Venezia e Istanbul in epoca ottomana

Mostra a cura di Giampiero Berlingeri, Nazan Ölçer, Giandomenico Romanelli, con il coordinamento di Proje Koordinasyonu, Camillo Tonini e Gabriella Fortunato

La mostra presenta centoventisei opere delle collezioni dei Musei Civici Veneziani (Museo Correr, Biblioteca e Gabinetto Stampe e Disegni, Museo di Palazzo Mocenigo-Centro Studi di Storia del Tessuto e del Costume, Ca’ Pesaro-Galleria Internazionale d’Arte Moderna, Museo Fortuny e Palazzo Ducale) e quarantacinque opere dei musei di Istanbul (Topkapi, Pera, Yapi Kredi “Vedat Nedim Tör” e Opere Turche e Islamiche).

La mostra, che in qualche modo avvia le celebrazioni “Istanbul 2010, Capitale della Cultura”, è stata ideata dalla Fondazione Musei Civici di Venezia su sollecitazione del Ministero degli Esteri Italiano, per rimarcare i legami di amicizia e di collaborazione tra i due Paesi in occasione della visita di Stato in Turchia del Presidente Giorgio Napolitano.

I preziosi pezzi delle vaste collezioni veneziane vengono accolti dal Sakip Sabaci Museum di Istanbul alla cui collaborazione si deve anche un allestimento di grande atmosfera, arricchito da gigantografie.
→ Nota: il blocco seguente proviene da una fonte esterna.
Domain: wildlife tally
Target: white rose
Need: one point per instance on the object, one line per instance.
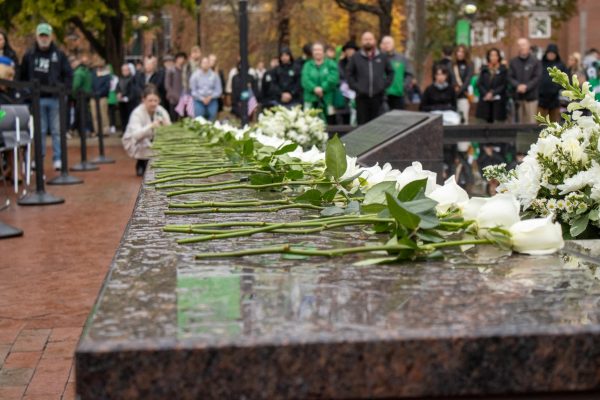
(416, 172)
(501, 211)
(472, 208)
(451, 194)
(547, 146)
(352, 169)
(537, 236)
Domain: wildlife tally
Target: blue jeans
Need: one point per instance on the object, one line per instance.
(49, 110)
(206, 111)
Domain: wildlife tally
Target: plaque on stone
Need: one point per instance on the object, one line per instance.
(399, 137)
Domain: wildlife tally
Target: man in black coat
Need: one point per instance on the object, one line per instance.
(369, 74)
(281, 85)
(152, 74)
(525, 72)
(50, 66)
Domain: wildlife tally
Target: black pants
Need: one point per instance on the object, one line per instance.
(125, 110)
(368, 108)
(396, 102)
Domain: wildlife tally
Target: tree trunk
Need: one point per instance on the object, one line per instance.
(283, 25)
(385, 24)
(352, 21)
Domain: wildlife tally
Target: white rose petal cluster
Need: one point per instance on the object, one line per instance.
(295, 124)
(536, 236)
(560, 175)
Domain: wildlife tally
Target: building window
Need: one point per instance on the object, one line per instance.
(540, 26)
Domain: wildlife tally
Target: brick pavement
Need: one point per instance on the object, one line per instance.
(49, 278)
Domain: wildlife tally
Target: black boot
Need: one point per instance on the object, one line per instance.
(140, 167)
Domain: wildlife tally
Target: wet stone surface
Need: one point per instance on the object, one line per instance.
(266, 327)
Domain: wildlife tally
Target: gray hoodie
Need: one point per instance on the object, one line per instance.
(204, 84)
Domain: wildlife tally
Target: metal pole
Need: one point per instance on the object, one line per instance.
(101, 159)
(39, 197)
(64, 178)
(198, 20)
(84, 165)
(243, 6)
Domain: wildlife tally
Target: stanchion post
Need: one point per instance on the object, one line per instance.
(84, 165)
(101, 159)
(39, 197)
(64, 178)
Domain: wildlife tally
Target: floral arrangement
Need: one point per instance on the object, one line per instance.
(295, 124)
(414, 217)
(560, 176)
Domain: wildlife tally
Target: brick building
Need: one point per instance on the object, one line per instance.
(575, 35)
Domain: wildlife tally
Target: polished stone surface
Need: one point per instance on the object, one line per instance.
(264, 327)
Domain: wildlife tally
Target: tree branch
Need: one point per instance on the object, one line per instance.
(94, 42)
(354, 6)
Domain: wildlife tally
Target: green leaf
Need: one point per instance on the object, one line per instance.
(353, 208)
(374, 261)
(288, 148)
(420, 206)
(333, 211)
(412, 190)
(335, 158)
(430, 236)
(312, 196)
(401, 214)
(579, 225)
(260, 179)
(294, 175)
(248, 148)
(372, 208)
(376, 195)
(329, 195)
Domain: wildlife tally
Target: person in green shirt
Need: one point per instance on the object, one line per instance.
(82, 82)
(320, 79)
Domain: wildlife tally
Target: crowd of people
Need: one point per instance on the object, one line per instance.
(351, 85)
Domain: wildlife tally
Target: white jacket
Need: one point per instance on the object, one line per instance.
(139, 133)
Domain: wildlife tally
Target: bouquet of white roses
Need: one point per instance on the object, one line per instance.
(297, 125)
(560, 176)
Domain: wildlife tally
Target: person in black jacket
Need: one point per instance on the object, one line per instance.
(524, 74)
(281, 85)
(50, 66)
(128, 94)
(440, 95)
(369, 74)
(462, 72)
(445, 62)
(492, 85)
(549, 103)
(7, 51)
(151, 74)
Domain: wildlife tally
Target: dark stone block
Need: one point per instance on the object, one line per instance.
(399, 137)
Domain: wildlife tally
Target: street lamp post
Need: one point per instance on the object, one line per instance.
(142, 20)
(243, 9)
(464, 24)
(198, 30)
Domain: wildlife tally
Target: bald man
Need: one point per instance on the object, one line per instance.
(525, 73)
(403, 72)
(369, 74)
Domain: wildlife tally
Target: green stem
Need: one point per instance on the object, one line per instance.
(255, 187)
(242, 210)
(288, 249)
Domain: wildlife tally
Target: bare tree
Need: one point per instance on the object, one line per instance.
(381, 8)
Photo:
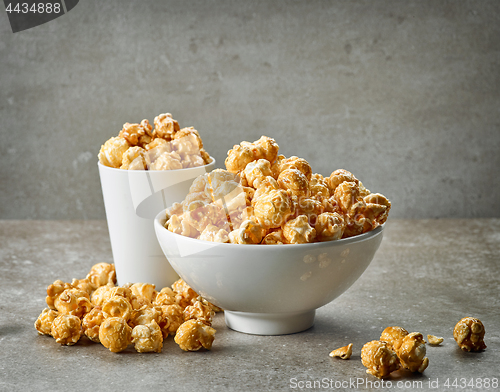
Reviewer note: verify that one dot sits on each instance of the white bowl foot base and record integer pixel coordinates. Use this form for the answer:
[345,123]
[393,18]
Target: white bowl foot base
[269,323]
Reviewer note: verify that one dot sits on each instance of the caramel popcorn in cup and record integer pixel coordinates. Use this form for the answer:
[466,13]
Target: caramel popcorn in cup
[266,198]
[166,147]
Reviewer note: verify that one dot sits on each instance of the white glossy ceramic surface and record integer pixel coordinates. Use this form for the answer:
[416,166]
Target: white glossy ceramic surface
[269,289]
[132,198]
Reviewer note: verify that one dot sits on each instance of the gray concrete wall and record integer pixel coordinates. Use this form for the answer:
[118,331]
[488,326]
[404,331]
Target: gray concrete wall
[405,94]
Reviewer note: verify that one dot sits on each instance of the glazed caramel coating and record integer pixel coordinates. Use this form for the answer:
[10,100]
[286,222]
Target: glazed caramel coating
[115,334]
[102,274]
[134,159]
[199,311]
[91,323]
[137,134]
[329,226]
[72,301]
[298,231]
[338,177]
[145,315]
[412,351]
[147,338]
[272,208]
[102,294]
[117,307]
[469,334]
[167,161]
[294,181]
[214,234]
[192,335]
[66,329]
[43,323]
[256,171]
[165,126]
[274,238]
[165,297]
[379,359]
[342,352]
[319,187]
[249,232]
[186,295]
[393,336]
[297,163]
[111,153]
[84,285]
[172,316]
[146,290]
[54,290]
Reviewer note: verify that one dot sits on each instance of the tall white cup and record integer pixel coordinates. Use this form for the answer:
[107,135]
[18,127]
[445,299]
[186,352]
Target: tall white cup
[132,199]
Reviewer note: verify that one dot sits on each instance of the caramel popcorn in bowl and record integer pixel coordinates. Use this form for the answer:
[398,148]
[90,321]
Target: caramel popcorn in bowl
[266,198]
[164,147]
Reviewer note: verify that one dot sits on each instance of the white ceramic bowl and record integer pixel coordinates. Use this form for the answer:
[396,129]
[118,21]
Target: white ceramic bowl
[269,289]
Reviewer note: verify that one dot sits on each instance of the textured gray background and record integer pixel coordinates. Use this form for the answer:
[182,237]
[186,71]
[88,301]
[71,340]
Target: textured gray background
[406,95]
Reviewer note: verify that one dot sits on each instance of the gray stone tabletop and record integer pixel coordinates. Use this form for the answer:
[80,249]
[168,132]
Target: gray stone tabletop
[426,275]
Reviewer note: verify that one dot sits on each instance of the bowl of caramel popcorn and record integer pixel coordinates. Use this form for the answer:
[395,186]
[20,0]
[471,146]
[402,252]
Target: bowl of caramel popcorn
[268,240]
[143,170]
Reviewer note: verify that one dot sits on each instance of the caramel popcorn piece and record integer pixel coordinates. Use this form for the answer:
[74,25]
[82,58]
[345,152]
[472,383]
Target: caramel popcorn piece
[298,231]
[101,274]
[54,290]
[250,232]
[214,234]
[434,340]
[274,238]
[115,334]
[137,134]
[192,335]
[74,302]
[91,323]
[379,359]
[297,163]
[393,336]
[102,294]
[172,316]
[66,329]
[145,315]
[147,338]
[165,126]
[146,290]
[294,181]
[272,208]
[469,334]
[43,323]
[111,153]
[134,159]
[200,310]
[342,352]
[411,352]
[117,307]
[338,177]
[329,226]
[256,171]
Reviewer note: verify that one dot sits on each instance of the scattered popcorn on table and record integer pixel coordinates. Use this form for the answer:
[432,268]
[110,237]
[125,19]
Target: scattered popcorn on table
[166,147]
[379,359]
[266,198]
[342,352]
[469,334]
[434,340]
[120,316]
[193,335]
[411,352]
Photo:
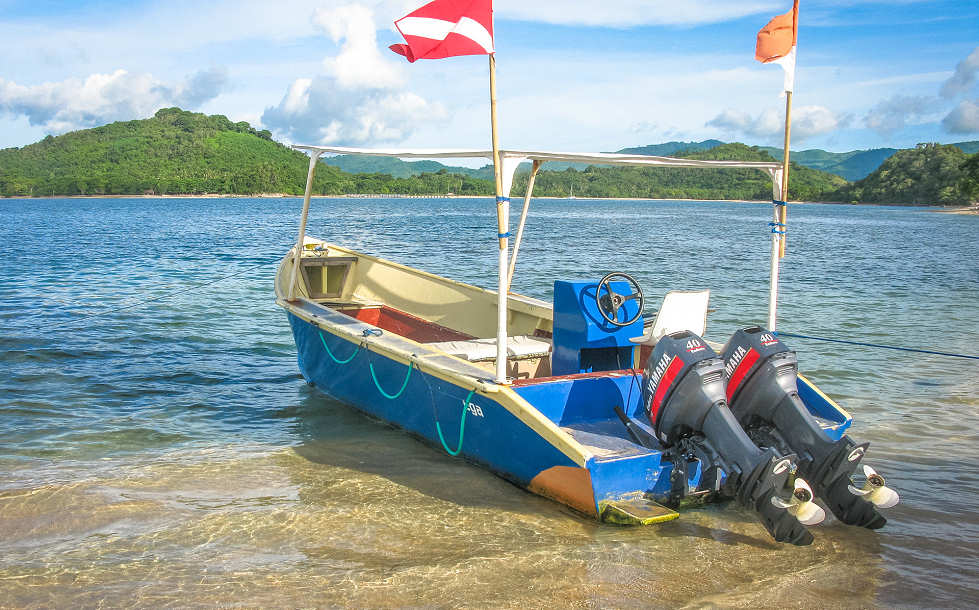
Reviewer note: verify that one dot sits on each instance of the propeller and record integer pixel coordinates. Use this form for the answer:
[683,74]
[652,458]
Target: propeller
[875,491]
[800,505]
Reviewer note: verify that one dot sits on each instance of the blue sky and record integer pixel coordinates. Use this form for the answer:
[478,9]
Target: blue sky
[575,75]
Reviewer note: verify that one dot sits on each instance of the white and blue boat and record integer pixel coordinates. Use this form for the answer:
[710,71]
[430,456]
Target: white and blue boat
[583,400]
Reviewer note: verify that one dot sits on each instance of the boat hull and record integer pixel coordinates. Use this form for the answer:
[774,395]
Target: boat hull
[461,421]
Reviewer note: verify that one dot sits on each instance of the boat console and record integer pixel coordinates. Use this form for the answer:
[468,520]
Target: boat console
[593,324]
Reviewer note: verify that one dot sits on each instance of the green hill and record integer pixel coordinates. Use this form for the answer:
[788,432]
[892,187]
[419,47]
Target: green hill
[190,153]
[929,174]
[366,164]
[183,152]
[671,148]
[671,182]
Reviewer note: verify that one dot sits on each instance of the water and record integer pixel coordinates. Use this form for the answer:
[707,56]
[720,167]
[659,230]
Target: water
[169,454]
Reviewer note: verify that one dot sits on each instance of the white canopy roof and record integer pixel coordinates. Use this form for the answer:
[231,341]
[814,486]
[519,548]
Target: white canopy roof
[526,155]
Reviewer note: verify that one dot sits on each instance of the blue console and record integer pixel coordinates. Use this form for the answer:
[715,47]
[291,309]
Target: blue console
[584,341]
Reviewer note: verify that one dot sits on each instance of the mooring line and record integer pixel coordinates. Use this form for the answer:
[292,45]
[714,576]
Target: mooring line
[877,345]
[403,385]
[330,353]
[167,295]
[462,426]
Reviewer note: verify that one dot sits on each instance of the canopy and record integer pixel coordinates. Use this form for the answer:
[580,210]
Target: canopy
[510,161]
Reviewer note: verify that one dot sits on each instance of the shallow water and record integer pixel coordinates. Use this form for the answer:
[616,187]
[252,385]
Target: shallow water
[166,452]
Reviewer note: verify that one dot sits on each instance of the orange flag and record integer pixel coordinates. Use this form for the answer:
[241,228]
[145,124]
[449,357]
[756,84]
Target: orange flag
[777,42]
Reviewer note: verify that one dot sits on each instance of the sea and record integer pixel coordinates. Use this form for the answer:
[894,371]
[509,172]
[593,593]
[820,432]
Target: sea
[159,448]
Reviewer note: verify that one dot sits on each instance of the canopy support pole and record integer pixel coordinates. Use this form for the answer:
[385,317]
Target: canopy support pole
[313,158]
[502,224]
[523,220]
[784,212]
[777,236]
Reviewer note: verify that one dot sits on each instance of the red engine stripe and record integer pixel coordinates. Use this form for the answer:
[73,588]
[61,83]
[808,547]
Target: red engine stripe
[676,365]
[737,377]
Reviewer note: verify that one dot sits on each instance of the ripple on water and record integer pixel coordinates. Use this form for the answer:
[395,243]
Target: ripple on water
[171,455]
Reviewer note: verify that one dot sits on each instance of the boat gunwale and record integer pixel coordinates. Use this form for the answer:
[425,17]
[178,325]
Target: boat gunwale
[383,345]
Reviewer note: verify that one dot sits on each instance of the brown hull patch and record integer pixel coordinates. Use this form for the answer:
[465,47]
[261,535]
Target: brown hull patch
[569,485]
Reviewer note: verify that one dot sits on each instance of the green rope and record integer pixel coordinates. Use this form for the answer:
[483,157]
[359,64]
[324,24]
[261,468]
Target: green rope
[462,426]
[403,385]
[356,351]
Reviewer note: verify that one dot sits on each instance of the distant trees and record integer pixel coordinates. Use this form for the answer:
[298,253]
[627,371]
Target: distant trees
[928,174]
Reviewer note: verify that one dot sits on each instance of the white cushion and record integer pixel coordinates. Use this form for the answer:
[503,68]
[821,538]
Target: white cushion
[473,350]
[681,310]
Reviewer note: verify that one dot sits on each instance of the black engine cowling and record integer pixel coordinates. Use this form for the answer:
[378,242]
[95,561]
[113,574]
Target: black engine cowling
[762,391]
[684,397]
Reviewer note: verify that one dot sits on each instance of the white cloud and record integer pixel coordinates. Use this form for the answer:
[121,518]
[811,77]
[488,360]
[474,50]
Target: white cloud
[964,118]
[359,64]
[359,99]
[767,123]
[630,13]
[807,121]
[964,78]
[895,112]
[102,98]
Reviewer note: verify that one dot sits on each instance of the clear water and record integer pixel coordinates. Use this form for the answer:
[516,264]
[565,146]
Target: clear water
[169,454]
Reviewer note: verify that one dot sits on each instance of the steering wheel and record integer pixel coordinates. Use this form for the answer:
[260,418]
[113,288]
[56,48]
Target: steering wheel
[609,304]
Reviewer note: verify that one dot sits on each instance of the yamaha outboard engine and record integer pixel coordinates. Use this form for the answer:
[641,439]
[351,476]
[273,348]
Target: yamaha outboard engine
[683,394]
[763,393]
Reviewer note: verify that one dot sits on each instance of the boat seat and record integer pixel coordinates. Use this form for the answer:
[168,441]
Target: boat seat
[681,310]
[476,350]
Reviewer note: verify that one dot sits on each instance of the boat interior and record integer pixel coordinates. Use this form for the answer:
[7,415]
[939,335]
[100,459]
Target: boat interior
[564,358]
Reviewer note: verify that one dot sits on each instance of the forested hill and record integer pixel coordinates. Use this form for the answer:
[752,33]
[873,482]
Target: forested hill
[929,174]
[676,182]
[179,152]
Pezzi emblematici di cui, scrive Giampiero Berlingeri in catalogo, «si sottolinea l’influenza degli stilemi turchi sul decorativismo occidentale e del continuo passaggio tra le due civiltà di uso di materiali e tecniche di lavorazione. Una selezione per lo più inedita, di oggetti in vetro, cuoio, tessuti, maioliche, nonché di tappeti provenienti dalle raccolte civiche veneziane e dai musei turchi.»

Tappeti mai prodotti a Venezia, tanto ambiti da essere rappresentati in pittura con una così precisa attenzione ai loro motivi da suggerirne e permetterne la ripresa in nuove manifatture che portavano il nome dei pittori: tappeti Lotto, tappeti Bellini, e così via. Tappeti orientali considerati veri e propri status symbol come quello shiraz, assai prezioso che, in “Ritratto di Famiglia” (1550ca) di Cesare Vecellio, costituisce il punto focale attorno al quale posano ben tre generazioni.

E ancora, il percorso espositivo si muove tra i bellissimi “cuoridoro” in cuoio, eseguiti a Venezia tra il XII e il XVI secolo e di ispirazione assolutamente orientale. Rari per qualità pittorica dei decori e per il numero limitato scampato alle ingiurie del tempo, avevano goduto di un largo commercio tra i due Paesi e venivano usati nell’arredamento o, nelle chiese, come paliotti. Gli strumenti musicali collezionati da Francesco Morosini durante le sue imprese nei territori ottomani, allora usuali, oggi assai rari anche in Turchia. E naturalmente vetri. In particolare lampade prodotte a Venezia per illuminare le moschee, la cui lavorazione veniva terminata in Turchia; o a olio, di forma cilindrica, chiamate cesendelli e destinate alle abitazioni. Senza dimenticare, tra i libri “con le coperte prodotte a Venezia con decorazione d’arte orientale”, manoscritti, disegni, le vedute topografiche, in parte inedite, eseguite dall’ingegnere Gianfrancesco Rossini che, attorno al 1724, fu a Istanbul presso il bailo Gritti e -scrive Camillo Tonini- “fece dei precisi rilievi dell’Elesponto, dei Dardanelli e delle opere difensive costruite dai turchi a loro sbarramento e difesa. Sostanzialmente un’operazione di intelligence.”

Testimonianze forti di continui approfondimenti e di reciproca conoscenza intercorsi tra le due potenze che dopo la caduta della Repubblica (1797) continuano per più di un secolo. Il pittore veneziano Ippolito Caffi, (1809-1866) sentirà l’esigenza di recarsi in Turchia nel 1842-‘43 e di narrare in olii di alta qualità le luminose visioni di Costantinopoli che saranno accolte nei più esclusivi salotti europei. E, più in là nel tempo, di nuovo Oriente, Occidente e innovazione si fondono nelle creazioni dello spagnolo Mariano Fortuny (1871-1949), che aveva scelto Venezia come sede per realizzare drappi e vesti di particolare pregio dove è chiara la trasmigrazione di motivi iconografici ispirati ai tessuti turchi ereditati dalla madre e ai dipinti del Rinascimento veneziano.